Facts about Isleworth
History of Isleworth
Isleworth was a well-cultivated farming and trading settlement, more valuable than many of its neighbours, stretching from the Middlesex bank of the River Thames west to the centre of Hounslow and as far as the borders of Southall at the time of the Norman Conquest in 1066. The Domesday Book as Gistelesworde records its 55 ploughlands, 118 households and amount rendered, £72 per year, to its feudal system overlords.

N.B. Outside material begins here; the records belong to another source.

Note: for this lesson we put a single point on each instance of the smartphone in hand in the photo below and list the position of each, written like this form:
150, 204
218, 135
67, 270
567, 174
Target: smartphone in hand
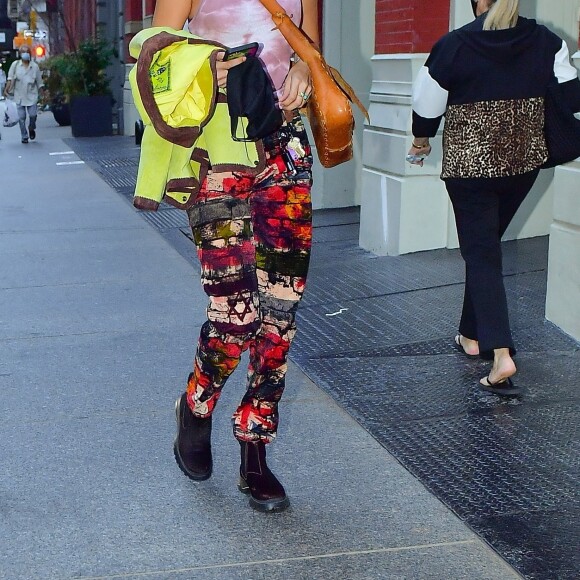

In 1227, when he took control of England from his childhood regents, Henry III seized Isleworth and other property of the St Valeri family and gave the manor to his brother, Richard, 1st Earl of Cornwall. He built a new moated manor house, which is described in the Black Book of the Exchequer – having a tiled roof, chimney, two bed-chambers and an inner courtyard.
Gemeral Info
Isleworth is a town sited within the London Borough of Hounslow in West London, England. It lies immediately east of the town of Hounslow and west of the River Thames and its tributary the River Crane. Isleworth’s original area of settlement, alongside the Thames, is known as ‘Old Isleworth’. The north-west corner of the town, bordering on Osterley to the north and Lampton to the west, is known as ‘Spring Grove’.
Isleworth’s former Thames frontage of approximately one mile, excluding that of the Syon Park estate, was reduced to little over half a mile in 1994 when a borough boundary realignment was effected in order to unite the district of St Margaret’s wholly within London Borough of Richmond upon Thames. As a result, most of Isleworth’s riverside is that part overlooking the 8.6-acre islet of Isleworth Ait.